What are the potential risks of abdominoplasty?
An abdominoplasty is a major surgery, which requires sedation levels up to and including general anesthesia. Therefore, it carries risks typically associated with these procedures. These may include infection at the suture site; unexpectedly severe scarring, pain or numbness at the surgical wound site and reduced mobility due to pain. Some patients may also experience haematomas or seromas, in which blood or fluid pools under the skin at the wound site. This may require further treatment, such as drainage. Some patients may even develop large blood clots in their veins. They can be found in the legs or lungs, and may also require treatment to prevent serious health issues. The best risk management strategies include maintaining a healthy weight and refraining from lifestyle choices that affect said risks. For example, a history of smoking may increase your chances of developing blood clots, impaired healing after surgery, and possibly even excessive scarring. In addition, people with preexisting conditions that affect their susceptibility to clots, and/or who are on medications to prevent them (e.g. warfarin or aspirin) may not be eligible for this procedure.

What should I expect after an abdominoplasty?
The general aim of a surgeon performing an abdominoplasty is to provide the patient with a flatter stomach with minimal scarring that can be concealed by underwear or bathing suits. This can be achieved by taking all precautions recommended by your medical and surgical teams after surgery (also known as ‘after-care’). A potential patient should also understand that the long-term size and length of the post-surgery scar will be proportional to the extent of incision required, and is determined by the steps required in their particular abdominoplasty.
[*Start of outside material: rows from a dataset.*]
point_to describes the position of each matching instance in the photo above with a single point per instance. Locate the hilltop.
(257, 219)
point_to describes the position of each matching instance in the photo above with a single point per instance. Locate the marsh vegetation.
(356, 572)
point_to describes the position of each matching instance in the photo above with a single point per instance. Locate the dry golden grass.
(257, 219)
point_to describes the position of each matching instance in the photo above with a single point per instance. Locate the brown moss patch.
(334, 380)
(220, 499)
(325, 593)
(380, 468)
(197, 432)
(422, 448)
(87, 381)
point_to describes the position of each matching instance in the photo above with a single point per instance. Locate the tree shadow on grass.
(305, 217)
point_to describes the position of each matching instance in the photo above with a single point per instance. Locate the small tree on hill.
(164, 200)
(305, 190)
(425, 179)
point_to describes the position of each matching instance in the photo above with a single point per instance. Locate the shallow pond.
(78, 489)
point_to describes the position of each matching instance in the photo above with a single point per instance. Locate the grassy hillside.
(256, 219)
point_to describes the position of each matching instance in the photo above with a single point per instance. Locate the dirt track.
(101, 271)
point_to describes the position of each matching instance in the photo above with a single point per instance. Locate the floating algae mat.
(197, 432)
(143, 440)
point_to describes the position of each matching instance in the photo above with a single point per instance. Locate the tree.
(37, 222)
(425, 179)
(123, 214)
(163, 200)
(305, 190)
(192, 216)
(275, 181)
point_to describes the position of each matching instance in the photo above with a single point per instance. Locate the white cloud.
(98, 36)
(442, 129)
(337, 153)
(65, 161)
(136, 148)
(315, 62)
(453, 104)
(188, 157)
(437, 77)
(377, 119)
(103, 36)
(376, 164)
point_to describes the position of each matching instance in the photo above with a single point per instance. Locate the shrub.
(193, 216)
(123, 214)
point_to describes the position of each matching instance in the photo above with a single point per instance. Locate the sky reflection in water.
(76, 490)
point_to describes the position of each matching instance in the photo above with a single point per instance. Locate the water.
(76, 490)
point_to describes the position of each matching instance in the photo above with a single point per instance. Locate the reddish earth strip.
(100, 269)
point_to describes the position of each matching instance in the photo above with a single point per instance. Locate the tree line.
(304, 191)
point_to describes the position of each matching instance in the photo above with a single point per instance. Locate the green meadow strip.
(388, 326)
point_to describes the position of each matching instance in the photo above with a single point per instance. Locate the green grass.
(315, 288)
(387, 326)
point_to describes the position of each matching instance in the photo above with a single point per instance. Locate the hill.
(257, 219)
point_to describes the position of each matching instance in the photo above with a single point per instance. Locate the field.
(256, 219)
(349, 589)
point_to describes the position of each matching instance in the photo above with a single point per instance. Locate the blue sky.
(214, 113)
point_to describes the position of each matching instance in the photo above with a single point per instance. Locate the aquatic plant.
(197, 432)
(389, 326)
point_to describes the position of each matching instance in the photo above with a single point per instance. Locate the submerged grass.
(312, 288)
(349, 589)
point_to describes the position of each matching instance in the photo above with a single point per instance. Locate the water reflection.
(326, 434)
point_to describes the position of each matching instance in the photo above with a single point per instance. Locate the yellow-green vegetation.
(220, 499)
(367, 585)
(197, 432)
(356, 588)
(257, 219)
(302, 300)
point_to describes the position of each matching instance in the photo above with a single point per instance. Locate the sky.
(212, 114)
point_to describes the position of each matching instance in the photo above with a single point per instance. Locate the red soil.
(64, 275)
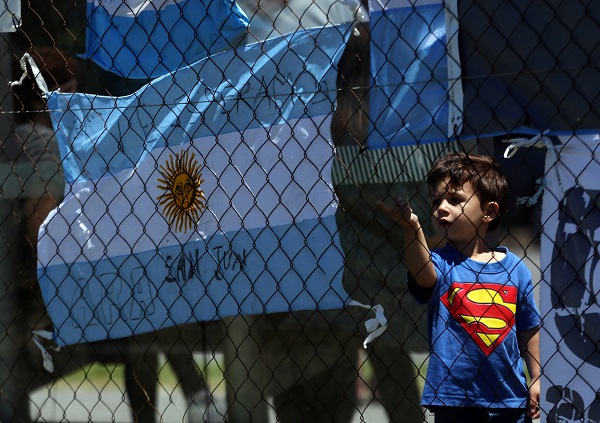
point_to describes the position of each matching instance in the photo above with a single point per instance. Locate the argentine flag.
(416, 92)
(149, 38)
(207, 193)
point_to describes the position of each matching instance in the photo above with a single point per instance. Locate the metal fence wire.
(253, 322)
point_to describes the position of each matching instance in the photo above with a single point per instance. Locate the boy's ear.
(490, 211)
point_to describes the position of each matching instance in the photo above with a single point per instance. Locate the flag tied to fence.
(416, 93)
(462, 68)
(207, 193)
(145, 39)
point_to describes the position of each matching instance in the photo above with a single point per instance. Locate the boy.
(482, 317)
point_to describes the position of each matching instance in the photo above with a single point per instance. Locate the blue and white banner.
(207, 193)
(10, 15)
(416, 93)
(146, 38)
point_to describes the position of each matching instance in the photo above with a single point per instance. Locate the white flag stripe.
(238, 176)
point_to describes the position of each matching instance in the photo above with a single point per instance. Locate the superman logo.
(485, 310)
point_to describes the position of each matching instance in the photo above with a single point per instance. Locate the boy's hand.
(401, 213)
(533, 409)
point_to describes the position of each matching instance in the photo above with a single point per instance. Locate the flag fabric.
(570, 261)
(10, 16)
(207, 193)
(146, 39)
(416, 93)
(441, 73)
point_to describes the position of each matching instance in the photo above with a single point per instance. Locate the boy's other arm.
(529, 341)
(418, 255)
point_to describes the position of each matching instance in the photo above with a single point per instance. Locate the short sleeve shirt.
(475, 312)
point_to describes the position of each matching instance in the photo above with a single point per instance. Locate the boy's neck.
(478, 250)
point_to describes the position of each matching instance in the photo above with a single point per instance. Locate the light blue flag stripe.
(147, 39)
(204, 194)
(410, 90)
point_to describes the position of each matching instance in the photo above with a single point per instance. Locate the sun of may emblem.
(182, 199)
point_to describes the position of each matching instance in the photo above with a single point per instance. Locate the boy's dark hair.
(482, 172)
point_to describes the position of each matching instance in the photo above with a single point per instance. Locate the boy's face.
(458, 213)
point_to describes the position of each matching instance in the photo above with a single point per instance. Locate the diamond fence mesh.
(287, 356)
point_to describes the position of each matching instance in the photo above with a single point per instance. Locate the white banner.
(570, 263)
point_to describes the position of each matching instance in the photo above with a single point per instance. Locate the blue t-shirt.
(475, 311)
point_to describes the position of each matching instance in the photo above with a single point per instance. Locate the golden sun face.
(182, 199)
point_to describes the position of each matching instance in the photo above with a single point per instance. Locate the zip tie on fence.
(39, 79)
(375, 326)
(540, 141)
(47, 358)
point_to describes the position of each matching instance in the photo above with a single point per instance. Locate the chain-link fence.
(189, 218)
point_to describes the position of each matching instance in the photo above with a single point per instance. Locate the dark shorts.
(479, 415)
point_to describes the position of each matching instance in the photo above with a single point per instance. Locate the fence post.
(245, 371)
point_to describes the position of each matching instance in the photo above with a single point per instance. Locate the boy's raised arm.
(418, 257)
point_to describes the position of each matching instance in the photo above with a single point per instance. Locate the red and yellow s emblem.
(485, 310)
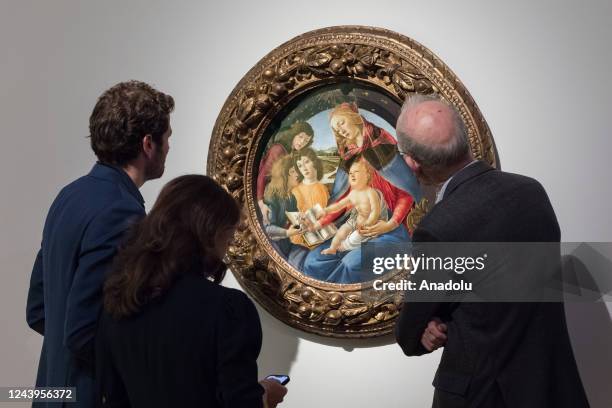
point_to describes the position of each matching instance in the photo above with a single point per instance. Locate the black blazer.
(497, 354)
(197, 346)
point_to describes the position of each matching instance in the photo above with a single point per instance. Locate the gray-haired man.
(495, 354)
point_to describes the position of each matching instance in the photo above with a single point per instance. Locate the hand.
(293, 230)
(381, 227)
(265, 212)
(322, 213)
(274, 392)
(434, 335)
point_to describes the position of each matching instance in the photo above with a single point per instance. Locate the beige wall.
(539, 72)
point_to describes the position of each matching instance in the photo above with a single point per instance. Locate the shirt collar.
(440, 193)
(117, 174)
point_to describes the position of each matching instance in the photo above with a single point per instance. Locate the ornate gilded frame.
(378, 57)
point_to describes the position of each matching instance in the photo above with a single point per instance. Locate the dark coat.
(82, 231)
(515, 355)
(196, 346)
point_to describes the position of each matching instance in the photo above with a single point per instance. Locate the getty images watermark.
(422, 263)
(490, 271)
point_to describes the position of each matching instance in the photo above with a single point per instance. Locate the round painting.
(330, 179)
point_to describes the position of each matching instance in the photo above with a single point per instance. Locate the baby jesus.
(367, 208)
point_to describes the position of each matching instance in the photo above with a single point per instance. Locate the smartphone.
(281, 378)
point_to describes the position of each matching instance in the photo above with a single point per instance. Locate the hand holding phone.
(280, 378)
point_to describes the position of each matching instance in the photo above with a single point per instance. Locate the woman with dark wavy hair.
(170, 335)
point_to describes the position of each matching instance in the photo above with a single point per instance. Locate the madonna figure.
(356, 138)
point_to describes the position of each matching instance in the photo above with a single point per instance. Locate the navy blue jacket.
(82, 231)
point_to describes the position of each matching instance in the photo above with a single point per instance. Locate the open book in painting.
(315, 237)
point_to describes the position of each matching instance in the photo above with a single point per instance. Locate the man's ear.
(148, 146)
(413, 164)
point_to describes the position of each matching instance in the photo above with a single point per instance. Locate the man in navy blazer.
(129, 130)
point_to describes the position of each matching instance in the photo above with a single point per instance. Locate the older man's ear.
(415, 166)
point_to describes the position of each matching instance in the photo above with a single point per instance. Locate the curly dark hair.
(308, 152)
(178, 234)
(123, 115)
(286, 137)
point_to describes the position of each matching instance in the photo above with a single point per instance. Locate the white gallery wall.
(539, 71)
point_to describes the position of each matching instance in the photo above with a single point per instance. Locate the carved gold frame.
(387, 60)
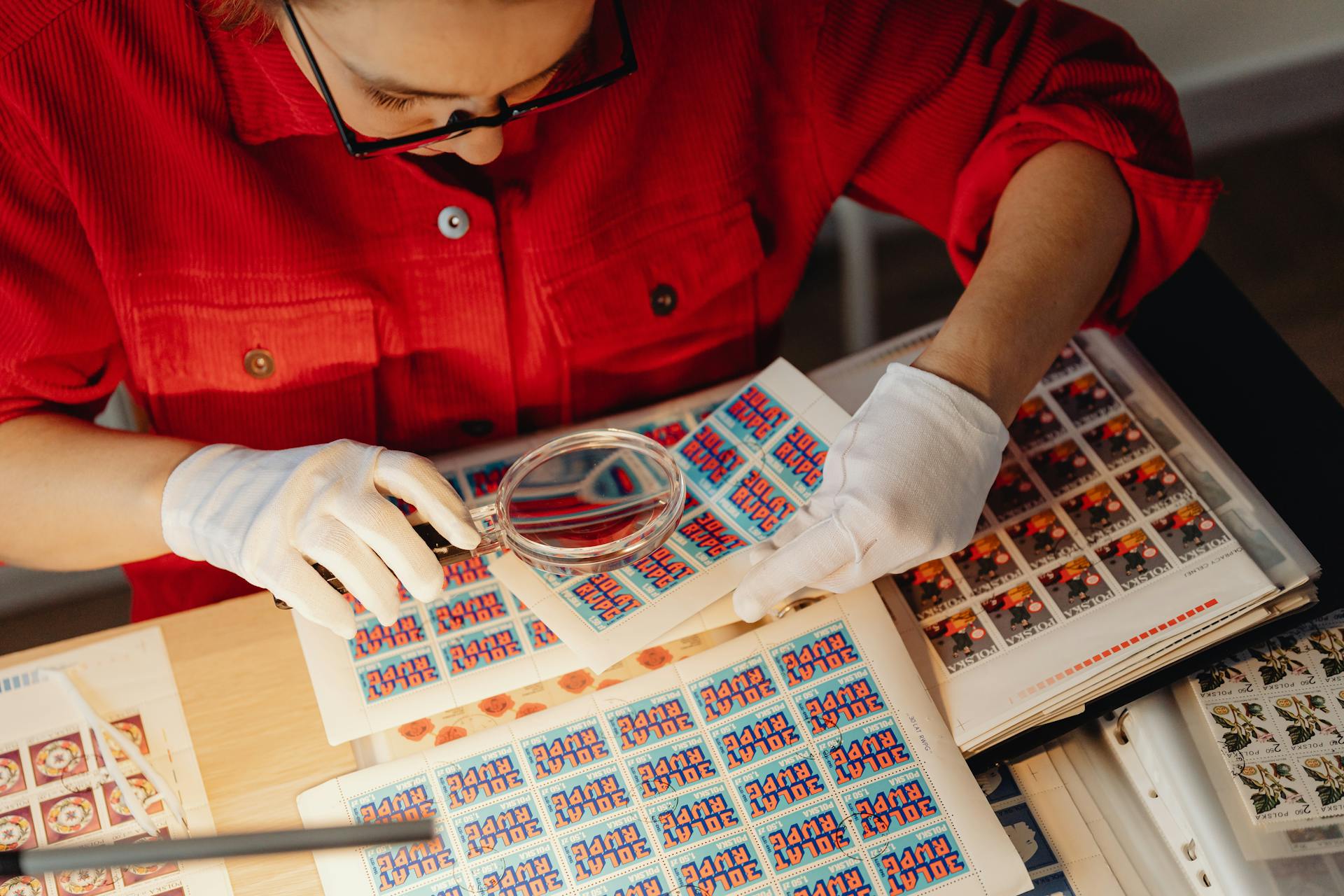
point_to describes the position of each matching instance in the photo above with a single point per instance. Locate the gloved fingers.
(308, 594)
(385, 530)
(809, 558)
(414, 479)
(331, 543)
(846, 580)
(803, 519)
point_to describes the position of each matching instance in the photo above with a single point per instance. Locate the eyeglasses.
(460, 121)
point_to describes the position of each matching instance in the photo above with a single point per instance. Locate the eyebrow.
(391, 85)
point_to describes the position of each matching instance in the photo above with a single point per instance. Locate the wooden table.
(253, 722)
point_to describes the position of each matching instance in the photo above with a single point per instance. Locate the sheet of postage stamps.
(803, 757)
(749, 466)
(1089, 532)
(479, 638)
(57, 786)
(1276, 713)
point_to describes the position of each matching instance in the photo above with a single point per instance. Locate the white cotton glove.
(268, 514)
(904, 482)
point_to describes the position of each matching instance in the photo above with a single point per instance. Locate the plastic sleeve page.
(749, 466)
(57, 788)
(803, 757)
(1092, 551)
(477, 638)
(1043, 822)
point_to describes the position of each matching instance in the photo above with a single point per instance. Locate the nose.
(477, 147)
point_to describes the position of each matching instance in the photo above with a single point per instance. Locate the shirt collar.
(268, 94)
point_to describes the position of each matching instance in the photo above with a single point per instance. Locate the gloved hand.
(267, 514)
(904, 482)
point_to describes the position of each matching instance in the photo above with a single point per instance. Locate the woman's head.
(402, 66)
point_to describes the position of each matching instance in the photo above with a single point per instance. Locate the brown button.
(260, 363)
(663, 300)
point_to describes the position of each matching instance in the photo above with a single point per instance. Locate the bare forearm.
(1058, 234)
(77, 496)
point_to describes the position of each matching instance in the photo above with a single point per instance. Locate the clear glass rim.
(610, 555)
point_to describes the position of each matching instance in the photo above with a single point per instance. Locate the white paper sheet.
(749, 466)
(55, 788)
(477, 638)
(803, 757)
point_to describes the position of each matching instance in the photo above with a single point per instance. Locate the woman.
(182, 211)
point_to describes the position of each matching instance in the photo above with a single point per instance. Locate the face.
(401, 66)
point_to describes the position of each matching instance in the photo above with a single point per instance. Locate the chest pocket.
(667, 314)
(267, 377)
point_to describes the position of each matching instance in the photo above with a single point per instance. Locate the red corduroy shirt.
(174, 198)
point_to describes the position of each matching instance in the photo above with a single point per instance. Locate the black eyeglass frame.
(369, 148)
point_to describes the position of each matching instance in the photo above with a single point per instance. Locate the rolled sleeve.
(961, 93)
(61, 348)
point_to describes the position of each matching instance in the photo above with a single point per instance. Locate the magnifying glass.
(581, 504)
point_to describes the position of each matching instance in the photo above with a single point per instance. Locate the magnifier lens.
(590, 501)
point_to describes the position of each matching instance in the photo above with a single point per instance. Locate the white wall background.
(1202, 42)
(1243, 69)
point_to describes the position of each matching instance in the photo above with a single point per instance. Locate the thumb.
(808, 558)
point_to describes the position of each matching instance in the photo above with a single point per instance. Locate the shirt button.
(260, 363)
(663, 300)
(454, 222)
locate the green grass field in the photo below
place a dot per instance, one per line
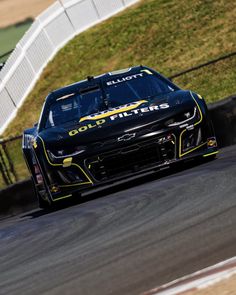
(169, 36)
(9, 36)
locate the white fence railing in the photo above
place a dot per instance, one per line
(50, 31)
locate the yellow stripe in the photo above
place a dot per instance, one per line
(180, 138)
(147, 71)
(114, 112)
(61, 198)
(56, 165)
(214, 153)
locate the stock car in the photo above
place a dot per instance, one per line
(113, 126)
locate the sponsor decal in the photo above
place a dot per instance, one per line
(87, 127)
(124, 79)
(139, 111)
(126, 137)
(116, 114)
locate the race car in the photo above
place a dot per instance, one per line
(113, 126)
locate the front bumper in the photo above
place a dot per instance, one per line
(151, 151)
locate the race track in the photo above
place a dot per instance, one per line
(144, 234)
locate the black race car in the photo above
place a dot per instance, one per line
(113, 126)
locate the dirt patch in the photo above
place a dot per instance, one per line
(14, 11)
(226, 287)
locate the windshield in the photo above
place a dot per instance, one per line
(117, 91)
(72, 107)
(135, 87)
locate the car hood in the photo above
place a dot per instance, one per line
(118, 121)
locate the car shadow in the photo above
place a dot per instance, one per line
(117, 187)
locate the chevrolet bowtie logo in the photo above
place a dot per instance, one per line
(126, 137)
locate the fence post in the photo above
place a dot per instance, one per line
(5, 175)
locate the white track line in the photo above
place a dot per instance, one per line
(198, 280)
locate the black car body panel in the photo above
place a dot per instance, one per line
(158, 124)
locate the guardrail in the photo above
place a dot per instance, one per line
(49, 32)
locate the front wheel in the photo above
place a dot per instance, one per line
(42, 197)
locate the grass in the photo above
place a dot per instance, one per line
(169, 36)
(9, 36)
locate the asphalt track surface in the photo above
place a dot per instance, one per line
(126, 239)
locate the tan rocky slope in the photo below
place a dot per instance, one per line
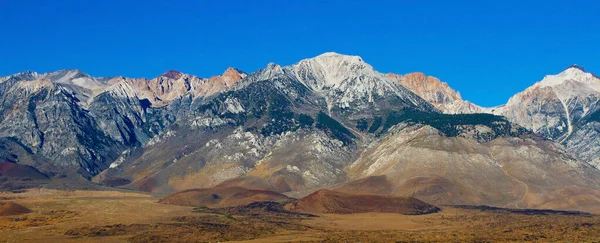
(522, 171)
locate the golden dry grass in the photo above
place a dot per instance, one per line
(105, 216)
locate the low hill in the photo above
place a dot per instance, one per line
(11, 208)
(326, 201)
(371, 185)
(222, 197)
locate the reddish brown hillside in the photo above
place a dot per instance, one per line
(326, 201)
(371, 185)
(222, 197)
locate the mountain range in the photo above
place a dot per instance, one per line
(331, 121)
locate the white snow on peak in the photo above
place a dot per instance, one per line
(570, 74)
(331, 69)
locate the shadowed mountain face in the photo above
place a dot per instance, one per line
(319, 123)
(327, 202)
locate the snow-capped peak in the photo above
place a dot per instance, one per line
(573, 73)
(331, 69)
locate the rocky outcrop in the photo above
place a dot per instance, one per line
(564, 108)
(436, 92)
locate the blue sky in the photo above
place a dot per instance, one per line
(487, 50)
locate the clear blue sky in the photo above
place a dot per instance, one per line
(487, 50)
Most patients are kept in hospital for up to five days immediately following their abdominoplasty. This allows their healthcare team to apply dressings and wound drainage (if necessary) and give advice on aftercare, as above. For example, only light to moderate movement may be recommended for the first 10 to 20 days post-surgery. The typical patient may be able to resume more vigorous activity (including exercise, sports or movement-intensive hobbies) after six weeks of recuperation from surgery.

Most post-abdominoplasty patients are pleased with the results of their surgeries. However, in the event of serious dissatisfaction with their appearance, or that of their scars, they may have to undergo secondary or revision surgeries. These procedures may involve more liposuction, scar revision or skin removal, depending on the patient’s needs and the best judgment of the surgeon.


This surgery seems right for me. What’s next?
Many patients start their pursuit of an abdominoplasty by speaking to their usual doctor or general practitioner. Provided that you are a suitable candidate, you may be referred to a suitable cosmetic surgeon in your area. A meeting with this surgeon may involve an assessment of your abdomen. You can then discuss which abdominoplasty type, and which additional procedures (e.g. liposuction), will address your needs.

If you can safely undergo an abdominoplasty, remember to keep up with your after-care and to follow any other advice offered by your healthcare professionals.